4. Phosphatase Activity: Incubation of a minimum of 10 µl of USER^™ at a 1X concentration in protein phosphatase assay buffer (1 M diethanolamine @ pH 9.8 and 0.5 mM MgCl²) containing 2.5 mM p-nitrophenyl phosphate at 37°C for 4 hours yields no detectable p-nitrophenylene anion as determined by spectrophotometric analysis at 405 nm.

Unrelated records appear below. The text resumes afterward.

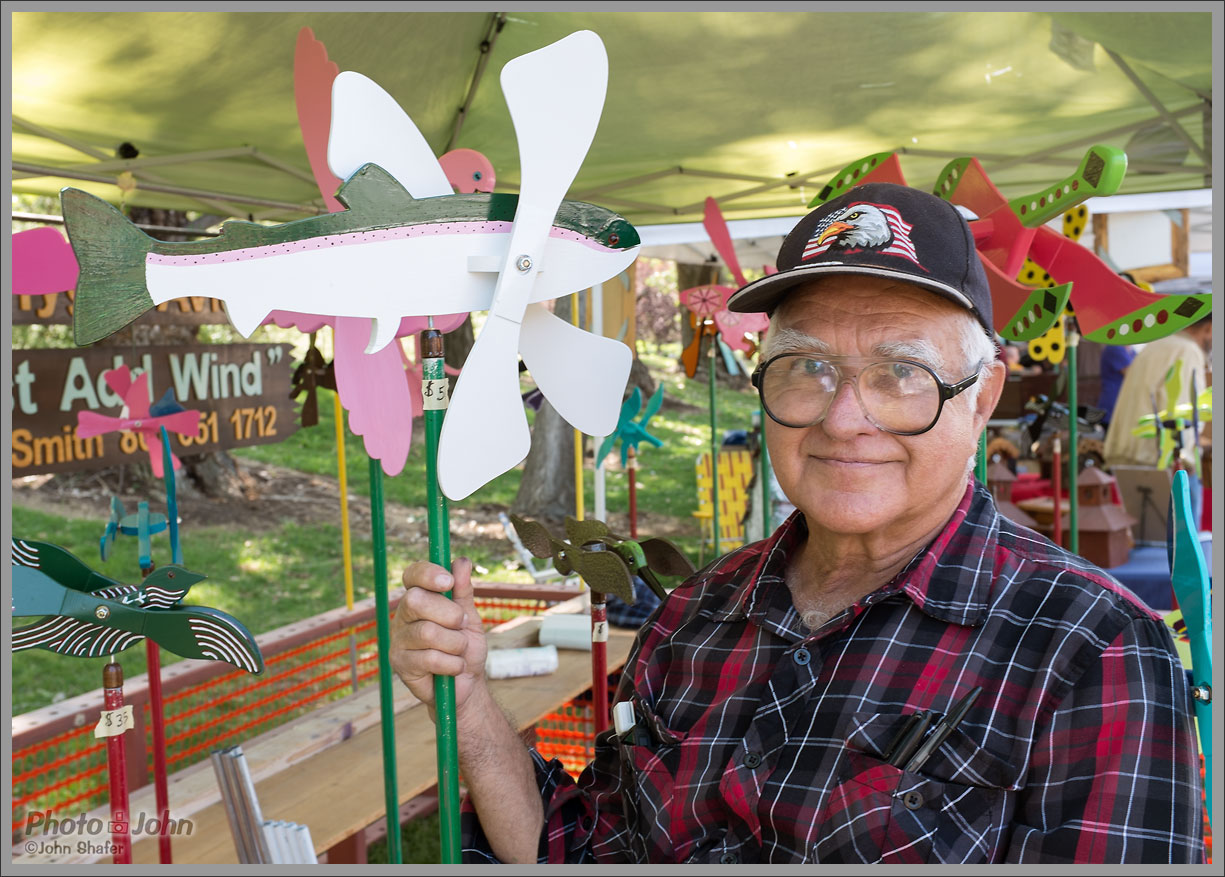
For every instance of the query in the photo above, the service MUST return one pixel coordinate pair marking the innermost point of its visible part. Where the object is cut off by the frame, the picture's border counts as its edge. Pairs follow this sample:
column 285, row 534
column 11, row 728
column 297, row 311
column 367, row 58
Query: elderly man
column 898, row 674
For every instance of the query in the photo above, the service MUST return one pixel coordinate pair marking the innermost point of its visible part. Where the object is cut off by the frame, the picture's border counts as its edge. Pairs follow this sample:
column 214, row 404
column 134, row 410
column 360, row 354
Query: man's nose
column 845, row 417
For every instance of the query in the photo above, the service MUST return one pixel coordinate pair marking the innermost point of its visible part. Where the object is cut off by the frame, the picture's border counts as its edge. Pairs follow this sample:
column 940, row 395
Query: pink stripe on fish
column 353, row 238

III. Index 5 and Index 7 Primers for Illumina^® (10 µM) (º•)

Quality Control Assays

1. 16-Hour Incubation: 50 µl reactions containing 1 µl Index [X] Primer for Illumina^® and 1 µg of HindIII digested Lambda DNA incubated for 16 hours at 37°C results in no detectable non-specific nuclease degradation as determined by agarose gel electrophoresis. 50 µl reactions containing Index [X] Primer for Illumina^® and 1 µg of T3 DNA incubated for 16 hours at 37°C results in no detectable non-specific nuclease degradation as determined by agarose gel electrophoresis.
2. Endonuclease Activity: Incubation of a 50 µl reaction containing 1 µl Index [X] Primer for Illumina^® with 1 µg of φX174 RF I supercoiled DNA for 4 hours at 37°C results in less than 10% conversion to RF II (nicked molecules) as determined by agarose gel electrophoresis.
3. RNase Activity: Incubation of a 10 µl reaction containing 1 µl Index [X] Primer for Illumina^® with 40 ng of RNA transcript for 16 hours at 37°C resulted in no detectable degradation of RNA as determined by gel electrophoresis.
4. Phosphatase Activity: Incubation of Index [X] Primer for Illumina^® in protein phosphatase assay buffer (1 M diethanolamine @ pH 9.8 and 0.5 mM MgCl²) containing 2.5 mM p-nitrophenyl phosphate at 37°C for 4 hours yields no detectable p-nitrophenylene anion as determined by spectrophotometric analysis at 405 nm.